John Ford in Maine

I didn’t expect to come across something of interest for the WLA Blog while wandering around Portland, Maine, this weekend, but that was before I stumbled upon a statue of director John Ford, famous for directing such western films as Stagecoach, The Searchers, The Man Who Shot Liberty Valence, etc. and etc.

Ford attended high school and Portland, and the city honored him with this statue. I remember having heard about the statue, and I wondered where it was, and it was only serendipity that took me down a particular street and right up to John Ford himself. The statue is surrounded by a circle of stone, with various important dates and bits of information cut into the stone.

The statue was commissioned in 1998, and, it’s really a well done statue, conveying a sense of character (especially with the pipe) and with a bit of a sense of humor in its accurate depiction of someone sitting in a director’s chair (portable, but not the most comfortable of furniture).

The statue is located at the intersection of Fore Street and Pleasant Street, on the eastern edge of the “Old Port” area of downtown Portland.
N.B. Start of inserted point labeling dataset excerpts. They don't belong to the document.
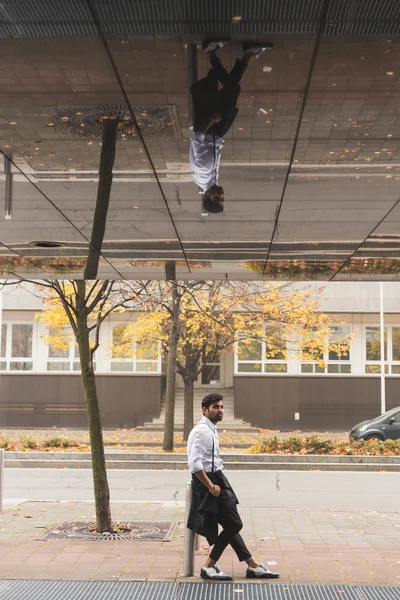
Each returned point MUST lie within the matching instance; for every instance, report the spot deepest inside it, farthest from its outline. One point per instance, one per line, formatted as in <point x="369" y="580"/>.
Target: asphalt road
<point x="283" y="489"/>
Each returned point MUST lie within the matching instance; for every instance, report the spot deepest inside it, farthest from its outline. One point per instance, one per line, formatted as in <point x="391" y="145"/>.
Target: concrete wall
<point x="322" y="403"/>
<point x="58" y="400"/>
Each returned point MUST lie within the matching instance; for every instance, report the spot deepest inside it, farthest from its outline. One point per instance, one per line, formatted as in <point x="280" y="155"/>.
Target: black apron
<point x="203" y="515"/>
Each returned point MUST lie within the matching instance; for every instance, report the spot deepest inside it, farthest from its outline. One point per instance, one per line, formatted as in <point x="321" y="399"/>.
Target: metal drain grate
<point x="87" y="590"/>
<point x="246" y="591"/>
<point x="154" y="120"/>
<point x="151" y="531"/>
<point x="132" y="590"/>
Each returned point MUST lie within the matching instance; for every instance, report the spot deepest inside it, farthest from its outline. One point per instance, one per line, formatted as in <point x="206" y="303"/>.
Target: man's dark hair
<point x="211" y="399"/>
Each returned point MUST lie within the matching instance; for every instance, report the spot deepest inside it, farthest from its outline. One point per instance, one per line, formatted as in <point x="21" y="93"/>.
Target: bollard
<point x="1" y="477"/>
<point x="188" y="538"/>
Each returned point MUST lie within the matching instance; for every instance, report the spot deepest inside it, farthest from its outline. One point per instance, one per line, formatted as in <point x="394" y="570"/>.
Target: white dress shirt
<point x="205" y="158"/>
<point x="200" y="445"/>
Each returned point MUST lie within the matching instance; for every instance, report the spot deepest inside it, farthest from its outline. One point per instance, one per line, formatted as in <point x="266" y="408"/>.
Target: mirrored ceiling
<point x="126" y="128"/>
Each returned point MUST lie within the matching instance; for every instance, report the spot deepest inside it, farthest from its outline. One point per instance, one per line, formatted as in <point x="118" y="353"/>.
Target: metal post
<point x="188" y="538"/>
<point x="382" y="327"/>
<point x="192" y="78"/>
<point x="1" y="477"/>
<point x="9" y="187"/>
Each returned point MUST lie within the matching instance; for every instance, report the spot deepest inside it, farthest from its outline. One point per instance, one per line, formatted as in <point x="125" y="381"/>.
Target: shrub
<point x="58" y="441"/>
<point x="6" y="443"/>
<point x="27" y="441"/>
<point x="314" y="444"/>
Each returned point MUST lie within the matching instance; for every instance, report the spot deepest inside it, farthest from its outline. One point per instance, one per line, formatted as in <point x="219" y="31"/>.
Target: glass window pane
<point x="122" y="345"/>
<point x="21" y="342"/>
<point x="92" y="338"/>
<point x="375" y="368"/>
<point x="373" y="343"/>
<point x="58" y="366"/>
<point x="275" y="368"/>
<point x="395" y="343"/>
<point x="146" y="367"/>
<point x="210" y="374"/>
<point x="76" y="366"/>
<point x="3" y="340"/>
<point x="55" y="352"/>
<point x="21" y="366"/>
<point x="249" y="350"/>
<point x="313" y="352"/>
<point x="121" y="366"/>
<point x="249" y="368"/>
<point x="147" y="350"/>
<point x="275" y="346"/>
<point x="338" y="333"/>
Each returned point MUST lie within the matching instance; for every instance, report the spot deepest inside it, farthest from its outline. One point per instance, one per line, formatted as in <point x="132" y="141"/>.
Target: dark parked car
<point x="384" y="427"/>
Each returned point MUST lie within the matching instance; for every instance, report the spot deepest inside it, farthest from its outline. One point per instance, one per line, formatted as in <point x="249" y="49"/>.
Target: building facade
<point x="40" y="384"/>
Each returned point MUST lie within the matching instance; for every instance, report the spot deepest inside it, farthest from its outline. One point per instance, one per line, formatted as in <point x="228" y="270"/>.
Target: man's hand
<point x="215" y="490"/>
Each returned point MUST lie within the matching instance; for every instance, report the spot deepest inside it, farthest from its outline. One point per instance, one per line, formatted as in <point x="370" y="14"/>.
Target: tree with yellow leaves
<point x="75" y="310"/>
<point x="195" y="321"/>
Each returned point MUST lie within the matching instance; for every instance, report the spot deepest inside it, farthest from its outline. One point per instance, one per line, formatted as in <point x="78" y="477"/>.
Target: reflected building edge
<point x="326" y="210"/>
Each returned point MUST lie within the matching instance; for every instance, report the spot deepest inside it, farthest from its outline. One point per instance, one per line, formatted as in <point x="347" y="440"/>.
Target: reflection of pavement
<point x="306" y="545"/>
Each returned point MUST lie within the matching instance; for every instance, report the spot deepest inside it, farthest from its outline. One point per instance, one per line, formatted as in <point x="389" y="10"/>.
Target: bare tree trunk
<point x="188" y="405"/>
<point x="168" y="444"/>
<point x="100" y="483"/>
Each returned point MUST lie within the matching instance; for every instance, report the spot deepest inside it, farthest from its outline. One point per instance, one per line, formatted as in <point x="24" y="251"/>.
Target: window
<point x="64" y="355"/>
<point x="391" y="350"/>
<point x="259" y="356"/>
<point x="335" y="362"/>
<point x="129" y="356"/>
<point x="16" y="347"/>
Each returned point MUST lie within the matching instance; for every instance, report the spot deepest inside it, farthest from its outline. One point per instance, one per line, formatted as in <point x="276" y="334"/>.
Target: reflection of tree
<point x="314" y="269"/>
<point x="294" y="269"/>
<point x="31" y="264"/>
<point x="161" y="263"/>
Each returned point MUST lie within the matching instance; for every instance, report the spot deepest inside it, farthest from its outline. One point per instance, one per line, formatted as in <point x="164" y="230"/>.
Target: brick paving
<point x="305" y="546"/>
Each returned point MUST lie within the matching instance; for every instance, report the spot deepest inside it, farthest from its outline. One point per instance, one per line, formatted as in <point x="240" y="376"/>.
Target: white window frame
<point x="8" y="358"/>
<point x="389" y="362"/>
<point x="133" y="360"/>
<point x="328" y="362"/>
<point x="71" y="358"/>
<point x="263" y="361"/>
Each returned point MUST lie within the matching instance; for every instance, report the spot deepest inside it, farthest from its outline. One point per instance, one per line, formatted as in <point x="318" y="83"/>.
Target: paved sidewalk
<point x="313" y="546"/>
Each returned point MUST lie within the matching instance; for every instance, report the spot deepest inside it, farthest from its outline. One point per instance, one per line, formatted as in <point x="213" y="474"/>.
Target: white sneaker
<point x="260" y="572"/>
<point x="256" y="49"/>
<point x="213" y="45"/>
<point x="214" y="573"/>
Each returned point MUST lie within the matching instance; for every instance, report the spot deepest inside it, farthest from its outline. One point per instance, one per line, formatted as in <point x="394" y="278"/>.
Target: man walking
<point x="214" y="501"/>
<point x="214" y="112"/>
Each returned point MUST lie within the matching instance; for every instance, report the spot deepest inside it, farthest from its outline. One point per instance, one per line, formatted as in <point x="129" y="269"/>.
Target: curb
<point x="158" y="461"/>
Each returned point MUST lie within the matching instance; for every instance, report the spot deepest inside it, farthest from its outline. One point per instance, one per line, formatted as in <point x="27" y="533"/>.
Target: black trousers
<point x="208" y="99"/>
<point x="229" y="519"/>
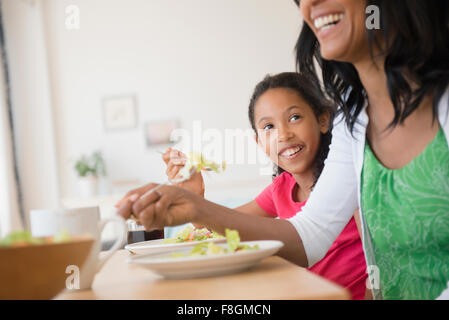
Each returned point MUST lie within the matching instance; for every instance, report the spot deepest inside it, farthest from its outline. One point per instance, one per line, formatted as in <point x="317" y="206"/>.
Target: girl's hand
<point x="167" y="206"/>
<point x="175" y="161"/>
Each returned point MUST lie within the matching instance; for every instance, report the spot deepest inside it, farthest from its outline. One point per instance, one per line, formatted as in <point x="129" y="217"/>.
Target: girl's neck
<point x="305" y="182"/>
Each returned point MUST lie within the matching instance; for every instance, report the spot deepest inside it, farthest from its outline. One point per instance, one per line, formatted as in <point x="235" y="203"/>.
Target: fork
<point x="169" y="182"/>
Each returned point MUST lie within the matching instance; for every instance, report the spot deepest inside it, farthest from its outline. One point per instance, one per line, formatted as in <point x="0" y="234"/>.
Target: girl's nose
<point x="284" y="134"/>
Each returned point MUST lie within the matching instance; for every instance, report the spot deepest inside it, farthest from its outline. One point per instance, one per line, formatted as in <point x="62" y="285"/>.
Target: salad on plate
<point x="190" y="234"/>
<point x="24" y="238"/>
<point x="208" y="249"/>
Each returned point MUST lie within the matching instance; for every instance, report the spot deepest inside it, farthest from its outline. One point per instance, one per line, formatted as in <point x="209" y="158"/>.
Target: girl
<point x="291" y="123"/>
<point x="389" y="156"/>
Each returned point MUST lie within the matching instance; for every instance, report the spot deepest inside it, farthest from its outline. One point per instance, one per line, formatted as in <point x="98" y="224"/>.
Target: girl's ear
<point x="324" y="122"/>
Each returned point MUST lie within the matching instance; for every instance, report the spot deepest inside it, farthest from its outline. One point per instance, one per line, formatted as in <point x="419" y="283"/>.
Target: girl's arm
<point x="306" y="237"/>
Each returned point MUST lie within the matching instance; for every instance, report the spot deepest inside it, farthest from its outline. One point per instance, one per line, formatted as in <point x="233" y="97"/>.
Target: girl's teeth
<point x="290" y="152"/>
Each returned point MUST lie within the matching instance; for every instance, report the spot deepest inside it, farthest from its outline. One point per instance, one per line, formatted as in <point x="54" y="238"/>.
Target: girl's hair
<point x="306" y="89"/>
<point x="416" y="46"/>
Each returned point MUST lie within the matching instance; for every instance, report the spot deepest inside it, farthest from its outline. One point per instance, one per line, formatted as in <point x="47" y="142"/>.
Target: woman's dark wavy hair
<point x="416" y="42"/>
<point x="312" y="94"/>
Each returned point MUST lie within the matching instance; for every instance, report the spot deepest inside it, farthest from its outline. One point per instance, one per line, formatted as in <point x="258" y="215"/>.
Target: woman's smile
<point x="327" y="24"/>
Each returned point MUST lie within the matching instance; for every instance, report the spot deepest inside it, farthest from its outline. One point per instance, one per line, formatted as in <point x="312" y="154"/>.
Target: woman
<point x="389" y="157"/>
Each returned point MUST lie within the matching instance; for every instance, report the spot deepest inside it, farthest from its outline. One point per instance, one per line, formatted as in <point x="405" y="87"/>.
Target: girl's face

For more information, see John Ford Marker.


6 Responses to “John Ford in Maine”

  1. Al Kammerer Says:

    How wonderful. I’ve seen the Longfellow statue there, but if I ever get back, I’ll look up Ford and pour out a 40 for a homie.

  2. Fenimore Says:

    That explains a lot. Now I’ll always think of Ford as that salty old Yankee in the Down East jokes: “can’t get there from here,” “turn right two miles before the covered bridge,” etc.

  3. Ron Scheer Says:

    Enjoyed this post. Interesting how many writers and directors we associate with the West had their origins somewhere in the “East.”

  4. Michael K. Johnson Says:

    Is there a tradition of emptying a 40 for John Ford? I ask this because, there was an empty 40 oz bottle on the sidewalk near the statue. I don’t know if this was an offering to John Ford, or if someone had just taken advantage of the fairly comfortable granite ring surrounding the statue to sit down and empty (not by pouring it out) the bottle in Ford’s good company.

  5. Fenimore Says:

    I don’t think Ford was a drinker … anyone know for sure? I read in Kathryn Kalinak’s “How the West was Sung: Music in the Westerns of John Ford” that alcohol was “verboten” at his cast parties, though “sing-alongs were encouraged” (18).

  6. Michael K. Johnson Says:

    In my experience, sing-alongs are more effectively encouraged by the presence of alcohol.

    Maybe a flash-mob sing-along by Ford’s statue would be a better tribute.